IRS Increases 401(k) and IRA Contribution Limits for 2026

The Internal Revenue Service (IRS) has announced significant changes to the contribution limits for 401(k) plans and individual retirement accounts (IRAs), effective in 2026. The new limits will allow individuals to save more for retirement, with the 401(k) contribution limit set to rise to $24,500, an increase from $23,500 in 2025. Additionally, the IRA contribution limit will increase to $7,500, up from $7,000 this year.

These adjustments, revealed in an IRS release on January 30, 2024, are part of a broader set of cost-of-living adjustments impacting retirement savings accounts. The increase in contribution limits reflects the IRS’s efforts to help taxpayers save adequately for their retirement amid rising living costs.

Details of the Increased Contribution Limits

For those aged 50 and older, the catch-up contribution limit for 401(k) plans will also see an increase, rising to $8,000 in 2026. This provision allows older workers to contribute additional funds to their retirement accounts, fostering increased savings as they approach retirement age.

The limits for IRA contributions will similarly benefit older taxpayers. The catch-up contribution limit for individuals aged 50 and above will increase by $1,100 to $1,100 in 2026.

According to the IRS, taxpayers may deduct contributions to a traditional IRA under specific circumstances. If either the taxpayer or their spouse is covered by a workplace retirement plan, the deduction may be phased out based on their income and filing status.

Updated Phase-Out Ranges for Deductibility

The IRS has adjusted the phase-out ranges for taxpayers eligible to deduct IRA contributions. For single taxpayers covered by a workplace retirement plan, the phase-out range will rise to between $81,000 and $91,000, up from the previous range of $79,000 to $89,000 in 2025.

For married couples filing jointly, if the spouse making the IRA contribution is covered by a workplace retirement plan, the phase-out range increases to between $129,000 and $149,000, compared to $126,000 to $146,000 in 2025.

If a contributor is not covered by a workplace retirement plan but is married to someone who is, the phase-out range is now between $242,000 and $252,000, an increase from $236,000 to $246,000 this year. For married individuals filing separately who are covered by a workplace retirement plan, the phase-out range remains unchanged at between $0 and $10,000.

The income phase-out range for contributing to a Roth IRA is also set to rise. For singles and heads of household, the range will increase to between $153,000 and $168,000, compared to $150,000 to $165,000 in 2025. For married couples filing jointly, the range will rise to between $242,000 and $252,000 from $236,000 to $246,000 the previous year.

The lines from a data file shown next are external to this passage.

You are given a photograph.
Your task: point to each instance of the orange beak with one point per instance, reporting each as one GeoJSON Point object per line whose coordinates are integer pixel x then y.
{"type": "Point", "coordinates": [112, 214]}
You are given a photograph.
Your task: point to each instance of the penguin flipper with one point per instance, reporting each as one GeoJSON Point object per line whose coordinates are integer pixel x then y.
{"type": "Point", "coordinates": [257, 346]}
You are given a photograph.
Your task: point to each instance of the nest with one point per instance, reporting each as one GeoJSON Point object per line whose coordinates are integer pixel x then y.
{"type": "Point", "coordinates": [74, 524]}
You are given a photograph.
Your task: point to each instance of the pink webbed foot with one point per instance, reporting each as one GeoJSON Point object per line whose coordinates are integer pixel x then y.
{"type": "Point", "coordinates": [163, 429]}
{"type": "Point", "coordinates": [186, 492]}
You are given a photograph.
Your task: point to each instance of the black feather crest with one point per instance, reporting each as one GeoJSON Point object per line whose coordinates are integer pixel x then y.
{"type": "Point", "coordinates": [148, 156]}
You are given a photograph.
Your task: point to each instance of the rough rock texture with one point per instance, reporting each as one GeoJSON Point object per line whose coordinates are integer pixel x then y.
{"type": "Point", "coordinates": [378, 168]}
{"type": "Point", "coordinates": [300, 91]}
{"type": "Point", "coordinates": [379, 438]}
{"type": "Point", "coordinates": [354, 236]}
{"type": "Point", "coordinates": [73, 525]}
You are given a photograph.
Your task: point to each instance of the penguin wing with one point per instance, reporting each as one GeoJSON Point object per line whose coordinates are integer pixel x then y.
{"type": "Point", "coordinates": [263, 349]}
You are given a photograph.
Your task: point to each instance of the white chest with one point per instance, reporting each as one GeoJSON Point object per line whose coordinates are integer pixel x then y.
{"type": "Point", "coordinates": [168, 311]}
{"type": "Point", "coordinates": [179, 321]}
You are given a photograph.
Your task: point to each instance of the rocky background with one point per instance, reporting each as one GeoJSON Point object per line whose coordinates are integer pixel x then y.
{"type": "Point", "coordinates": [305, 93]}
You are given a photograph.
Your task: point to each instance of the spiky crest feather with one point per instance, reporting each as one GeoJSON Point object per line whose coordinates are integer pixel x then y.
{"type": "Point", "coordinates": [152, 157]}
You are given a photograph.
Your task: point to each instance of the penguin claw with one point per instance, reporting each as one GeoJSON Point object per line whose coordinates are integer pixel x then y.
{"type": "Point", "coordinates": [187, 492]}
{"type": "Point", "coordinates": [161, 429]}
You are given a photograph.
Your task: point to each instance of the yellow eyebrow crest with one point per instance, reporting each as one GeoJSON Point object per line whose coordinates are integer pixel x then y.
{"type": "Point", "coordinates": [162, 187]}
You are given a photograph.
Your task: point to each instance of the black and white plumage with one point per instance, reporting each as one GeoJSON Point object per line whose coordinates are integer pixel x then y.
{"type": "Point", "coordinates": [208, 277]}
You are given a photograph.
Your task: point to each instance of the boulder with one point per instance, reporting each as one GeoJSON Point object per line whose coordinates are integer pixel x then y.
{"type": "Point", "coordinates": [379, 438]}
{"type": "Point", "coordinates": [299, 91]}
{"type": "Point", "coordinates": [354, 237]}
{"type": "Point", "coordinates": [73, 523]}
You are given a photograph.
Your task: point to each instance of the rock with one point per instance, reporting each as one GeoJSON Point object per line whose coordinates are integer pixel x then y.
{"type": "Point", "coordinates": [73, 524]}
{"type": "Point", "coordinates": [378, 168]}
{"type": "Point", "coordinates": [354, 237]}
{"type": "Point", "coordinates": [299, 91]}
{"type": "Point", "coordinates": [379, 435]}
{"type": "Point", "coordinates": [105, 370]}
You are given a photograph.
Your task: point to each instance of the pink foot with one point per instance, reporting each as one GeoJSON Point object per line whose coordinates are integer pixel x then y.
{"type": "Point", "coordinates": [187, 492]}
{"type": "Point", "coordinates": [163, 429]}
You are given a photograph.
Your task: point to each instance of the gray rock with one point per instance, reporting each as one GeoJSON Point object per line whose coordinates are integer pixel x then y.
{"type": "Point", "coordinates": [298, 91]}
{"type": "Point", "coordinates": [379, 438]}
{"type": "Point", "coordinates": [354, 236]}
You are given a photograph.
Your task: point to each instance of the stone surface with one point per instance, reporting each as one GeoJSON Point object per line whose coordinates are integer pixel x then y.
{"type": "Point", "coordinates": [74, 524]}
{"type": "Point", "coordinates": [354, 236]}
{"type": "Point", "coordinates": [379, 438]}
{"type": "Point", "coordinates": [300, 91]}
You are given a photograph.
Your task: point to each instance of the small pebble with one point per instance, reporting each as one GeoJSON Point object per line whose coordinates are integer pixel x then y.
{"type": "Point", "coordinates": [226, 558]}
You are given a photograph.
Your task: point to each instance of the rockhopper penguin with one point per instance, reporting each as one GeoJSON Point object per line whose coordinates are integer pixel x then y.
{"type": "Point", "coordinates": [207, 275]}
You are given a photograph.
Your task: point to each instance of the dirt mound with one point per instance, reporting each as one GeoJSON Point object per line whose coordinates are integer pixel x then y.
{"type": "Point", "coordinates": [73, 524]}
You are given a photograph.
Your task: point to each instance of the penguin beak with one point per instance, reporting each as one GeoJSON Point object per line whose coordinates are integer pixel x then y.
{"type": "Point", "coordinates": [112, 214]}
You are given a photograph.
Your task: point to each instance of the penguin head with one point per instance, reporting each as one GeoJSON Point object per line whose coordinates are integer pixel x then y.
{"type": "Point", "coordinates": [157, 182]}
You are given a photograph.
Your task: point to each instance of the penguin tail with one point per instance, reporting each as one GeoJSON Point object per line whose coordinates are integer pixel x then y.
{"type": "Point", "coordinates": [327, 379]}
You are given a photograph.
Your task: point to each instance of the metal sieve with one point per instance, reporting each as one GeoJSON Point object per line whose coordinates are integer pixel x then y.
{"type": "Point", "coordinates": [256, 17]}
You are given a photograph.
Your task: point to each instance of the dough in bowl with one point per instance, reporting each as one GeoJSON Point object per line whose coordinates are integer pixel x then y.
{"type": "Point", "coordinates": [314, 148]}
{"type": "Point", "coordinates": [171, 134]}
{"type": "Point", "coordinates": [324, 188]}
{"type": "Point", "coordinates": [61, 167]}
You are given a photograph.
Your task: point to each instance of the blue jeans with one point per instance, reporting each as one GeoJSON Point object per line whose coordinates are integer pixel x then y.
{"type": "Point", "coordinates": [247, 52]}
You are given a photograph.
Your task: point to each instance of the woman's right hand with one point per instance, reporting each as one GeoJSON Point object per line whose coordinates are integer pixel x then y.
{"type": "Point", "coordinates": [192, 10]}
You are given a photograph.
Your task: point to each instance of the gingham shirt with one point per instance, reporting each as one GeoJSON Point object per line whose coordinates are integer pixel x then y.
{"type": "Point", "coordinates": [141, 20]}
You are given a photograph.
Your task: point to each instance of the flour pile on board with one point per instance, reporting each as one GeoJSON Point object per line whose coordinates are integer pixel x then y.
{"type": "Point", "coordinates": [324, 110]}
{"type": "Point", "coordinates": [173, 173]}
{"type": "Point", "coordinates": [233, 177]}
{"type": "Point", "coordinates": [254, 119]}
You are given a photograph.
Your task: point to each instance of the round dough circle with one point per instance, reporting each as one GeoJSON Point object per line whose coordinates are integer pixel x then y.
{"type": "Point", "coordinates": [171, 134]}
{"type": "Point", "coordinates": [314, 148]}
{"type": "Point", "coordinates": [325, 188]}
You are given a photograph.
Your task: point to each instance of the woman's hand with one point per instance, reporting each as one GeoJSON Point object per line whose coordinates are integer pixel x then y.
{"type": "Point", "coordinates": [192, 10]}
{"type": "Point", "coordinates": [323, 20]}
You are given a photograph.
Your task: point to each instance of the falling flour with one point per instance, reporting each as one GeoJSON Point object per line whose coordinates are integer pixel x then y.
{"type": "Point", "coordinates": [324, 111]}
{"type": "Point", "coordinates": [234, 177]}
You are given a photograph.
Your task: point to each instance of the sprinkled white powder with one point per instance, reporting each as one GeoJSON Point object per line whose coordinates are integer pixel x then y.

Additionally, the IRS has raised the income limit for the Saver’s Credit, aimed at assisting low- and moderate-income workers. For married couples filing jointly, the income limit is now $80,500, up from $79,000 in 2025. Heads of household will see an increase to $60,375, while singles and married individuals filing separately will have a limit of $40,250, compared to $39,500 in 2025.

The IRS’s announcement provides essential guidance for retirement planning, enabling individuals to maximize their savings as they prepare for the future. With these changes, taxpayers can make informed decisions that align with their financial goals.